Louis van Gaal is waiting in the wings as Daniel Levy runs the rule over Sherwood’s reign, while a striker & left-back are required following Andre Villas-Boas’ emotional exit
By Greg Stobart
SHERWOOD STILL ON TRIAL AS VAN GAAL WAITS IN THE WINGS
Eyebrows were raised throughout the football world when Tottenham chairman Daniel Levy opted to hand Tim Sherwood an 18-month contract as new head coach earlier this month.
After all, Sherwood had zero management experience and despite being long identified as the club’s next manager, the opportunity arose earlier than expected following the dismissal of Andre Villas-Boas.
While it may have seemed a risk to hand Sherwood a year-and-a-half deal, the 44-year-old is well and truly on trial until the end of the season as he looks to improve performances and results.
If Spurs can achieve, or come very close to, a top-four finish then the former midfielder and his two assistants – Les Ferdinand and Chris Ramsey – will be given the summer to build the squad and start next season in charge.
Sherwood will be given until the end of the campaign, whatever happens, but Levy and the Tottenham board are well aware that a number of potential replacements will become available in the summer.
Chief among them is Netherlands coach Louis Van Gaal, who did indeed meet with Levy in Holland earlier this month, before Sherwood’s official appointment.
Van Gaal leaves his job in charge of the national team after the World Cup and despite refusing to job share the former Ajax and Barcelona coach is extremely interested in taking over at White Hart Lane.
Likewise, Spurs have received encouragement that current Ajax boss Frank De Boer would be willing to consider offers at the end of the season having refused to leave the Dutch champions mid-season.

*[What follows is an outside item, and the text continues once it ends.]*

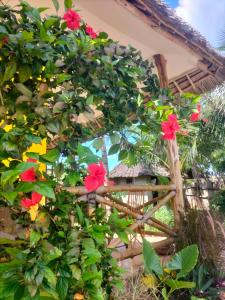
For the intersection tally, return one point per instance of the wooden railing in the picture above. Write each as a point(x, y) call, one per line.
point(103, 197)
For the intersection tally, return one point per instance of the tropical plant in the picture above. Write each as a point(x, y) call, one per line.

Sherwood has garnered seven points from a possible nine in the Premier League so far this term, asking the Londoners to play in a more attacking style and moving to a two-man strikeforce of Emmanuel Adebayor and Roberto Soldado.
It leaves Spurs, who are targeting a top-four finish, in seventh place in the Premier League at the turn of the year with 34 points, three behind fourth-placed Everton.
STRIKER AND LEFT-BACK LEAD JANUARY PLANS
Sherwood feels the Tottenham squad is already bloated, especially in midfield, although a severe injury crisis means resources are already being stretched to the limit.
After signing seven internationals in the summer at the cost of more than £100 million, the club have no plans to spend heavily in January, especially given the problems experienced by the new arrivals in adjusting to the Premier League.
Money is available to spend but Tottenham will likely keep their powder dry until the summer, targeting loan and short-term deals to fill gaps in their squad in the second half of the season.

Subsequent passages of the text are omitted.